Les chiffres en un coup d’œil : Nio, Onvo et Firefly
Le total reste solidement au-dessus de la barre des 35 000 véhicules, mais d’importants changements se produisent dans le détail. La marque principale Nio soutient clairement les résultats d’août, tandis qu’Onvo continue de perdre de son élan.
| Marque | Livraisons en août | Évolution sur un an | Évolution par rapport à juillet | Part dans le total mensuel |
|---|---|---|---|---|
| Nio (marque principale) | 21 174 | +101,2 % | +5,8 % | 59,1 % |
| Onvo | 8 810 | -46,4 % | -13,2 % | 24,6 % |
| Firefly | 5 852 | +34,7 % | +1,4 % | 16,3 % |
Pourquoi la faiblesse d’Onvo pèse autant
À première vue, 35 836 livraisons constituent un résultat solide. Mais les investisseurs s’intéressent de plus en plus à la qualité de la croissance et à la capacité de Nio à mettre correctement en œuvre sa stratégie multimarque.
En août, Onvo enregistre un recul par rapport au mois précédent pour le troisième mois consécutif. Dans le même temps, la part d’Onvo dans le total a sensiblement diminué sur un an. Plusieurs facteurs peuvent l’expliquer, comme le cycle des modèles, la pression sur les prix dans le segment de grande diffusion ou simplement un déplacement de la demande. À court terme, cela constitue néanmoins un revers pour le scénario selon lequel « Nio se développe en s’appuyant sur plusieurs piliers ».
Les résultats du deuxième trimestre en toile de fond : objectifs légèrement manqués, marge sous surveillance
La tension est d’autant plus forte que Nio publie ses résultats trimestriels peu après les chiffres d’août. Au deuxième trimestre, l’entreprise a livré 107 658 véhicules, soit une hausse de 49,4 % sur un an, mais un résultat inférieur à ses propres prévisions, comprises entre 110 000 et 115 000 unités.
Pour la valorisation de l’entreprise, l’enjeu décisif sera probablement moins un chiffre mensuel isolé que la capacité de Nio à confirmer sa trajectoire vers la rentabilité. Au premier trimestre, l’entreprise avait déjà annoncé un résultat opérationnel ajusté ainsi qu’une marge brute de 19,0 %, son niveau le plus élevé depuis quatre ans. Si cette tendance se confirme, elle pourrait aussi compenser à moyen terme les faiblesses passagères de certaines marques.
Mise en perspective pour l’Europe et la région DACH : quelles conséquences pour le marché ?
Même si Nio et ses sous-marques ne jouent jusqu’à présent qu’un rôle secondaire en Allemagne, en Autriche et en Suisse, les tendances observées sont pertinentes.

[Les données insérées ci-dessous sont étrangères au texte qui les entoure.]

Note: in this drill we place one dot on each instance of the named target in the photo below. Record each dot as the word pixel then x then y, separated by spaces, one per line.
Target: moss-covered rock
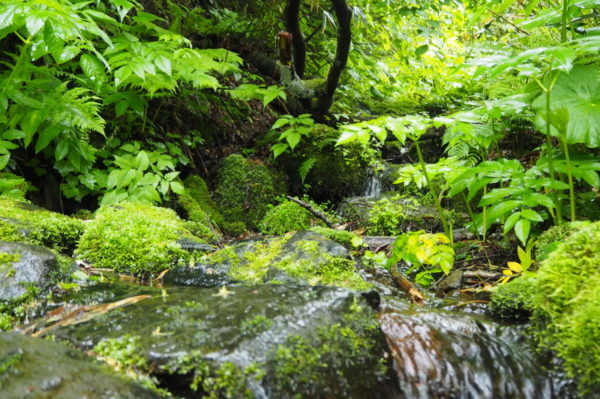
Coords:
pixel 390 214
pixel 270 341
pixel 305 257
pixel 38 368
pixel 13 186
pixel 566 305
pixel 203 216
pixel 244 190
pixel 549 240
pixel 336 173
pixel 285 217
pixel 136 238
pixel 513 300
pixel 21 221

Le marché chinois est extrêmement concurrentiel et montre à quel point le segment de grande diffusion est devenu difficile. Le recul d’Onvo ne constitue donc pas nécessairement un « problème propre à Nio » : il peut tout aussi bien refléter la situation concurrentielle actuelle.
Le constat est similaire pour les constructeurs européens comme pour Tesla : toute entreprise commercialisant simultanément plusieurs gammes de produits ou niveaux d’équipement doit les piloter avec une grande précision. La croissance ne doit pas seulement paraître satisfaisante dans son ensemble, mais aussi dans les segments déterminants pour les marges et les économies d’échelle.
Dans ce contexte, si les tendances du marché vous intéressent, notre analyse de l’essor des voitures électriques en Europe, avec une part de marché de 25 %, mérite également le détour. Pour mieux comprendre le contexte des tendances chinoises et des batteries, l’article consacré au marché chinois des batteries, où la technologie LFP représente 84,6 % des installations, constitue un bon point de repère.
Les facteurs déterminants à court terme
- Le volume total reste élevé, mais la croissance est répartie de manière inégale entre les marques.
- Onvo constitue le point faible de la répartition mensuelle et soulève des questions sur la stratégie multimarque.
- La marge et la rentabilité, et non plus seulement les livraisons, deviennent les principaux critères d’évaluation.